Where should I update or clean the watchdog with freeRTOs?

DominusDRR · October 26, 2021, 1:39pm

Hi.

It is the first time that I’m using freeRTOs for a project.

In all the projects that we commercialize, we activate the watchdog and always restart it in the main super loop of the code as follows:

int main ( void )
{
    /* Initialize all modules, including application(s). */
    SYS_Initialize ( NULL );

   
    while ( true )
    {
        /* Maintain state machines of all polled modules. */
        SYS_Tasks ( );
        WDTCONbits.WDTCLRKEY =  0x5743; // <-------- reset WDT
    }

    /* Execution should not come here during normal operation */

    return ( EXIT_FAILURE );
}

With freeRTOs, I don’t know where there is a super loop or something similar.

I’ve tried looking for the ‘while’ of the Scheduler, but can’t find it.

An option, not so good, would be to put it in the loop of one of the tasks:

/* Handle for the APPTCPIPSERVER_Tasks. */
TaskHandle_t xAPPTCPIPSERVER_Tasks;

void _APPTCPIPSERVER_Tasks(  void *pvParameters  )
{   
    while(1)
    {
        WDTCONbits.WDTCLRKEY =  0x5743; // <-------- reset WDT
        APPTCPIPSERVER_Tasks();
    }
}

Any comment or suggestion is welcome.

RAc · October 26, 2021, 2:03pm

Impossible to say in general.
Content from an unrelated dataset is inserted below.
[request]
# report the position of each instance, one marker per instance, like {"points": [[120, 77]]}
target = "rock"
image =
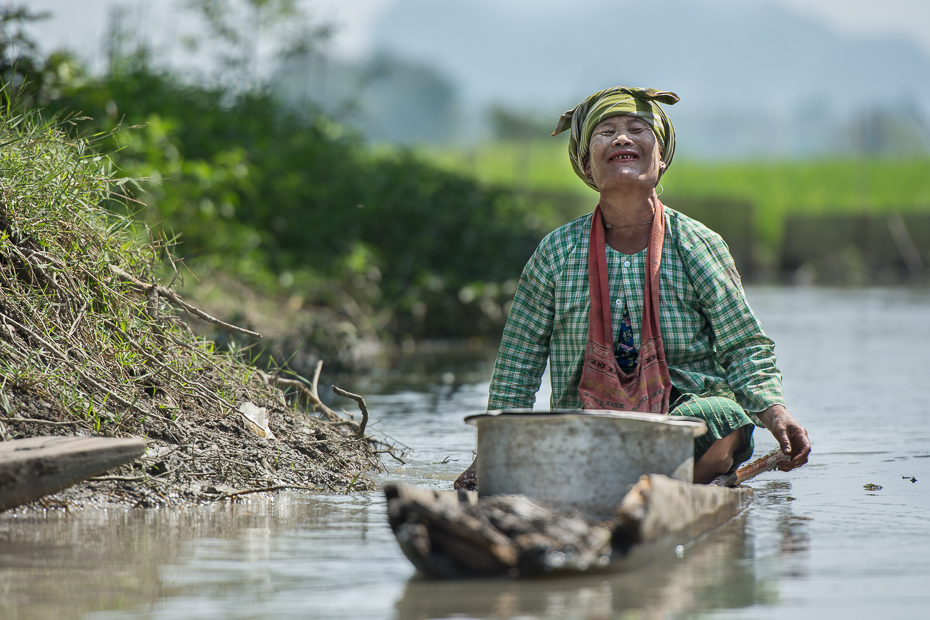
{"points": [[256, 419]]}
It strongly depends on your system architecture - if you can guarantee a time limit on all CPU bound computations in your system, it’s much easier than if any computation has a high variance in computational spikes.

A few rules, but none of that is cast in stone:

If you retrigger the watch dog in an ISR, you won’t catch infinite CPU bound loops within tasks which account or a lot of problems that are supposed to be addressed by the WD in the first place
Try to place the WD retrigger in a task that has a pri above all tasks that can legitimatly hold the CPU for indeterminable amounts of time such as the network task (Network loads are by definition indeterministic)
You may want to combine your WD with software watchdogs. Ie there could be one task that’ll reset the unit unless retriggered by your worker tasks (provided again that your worker tasks only execute determinstic computations in the regular case); in order to prevent that task from being subject to starvation itself, it’s also a good place to itself disarm the MCU WD.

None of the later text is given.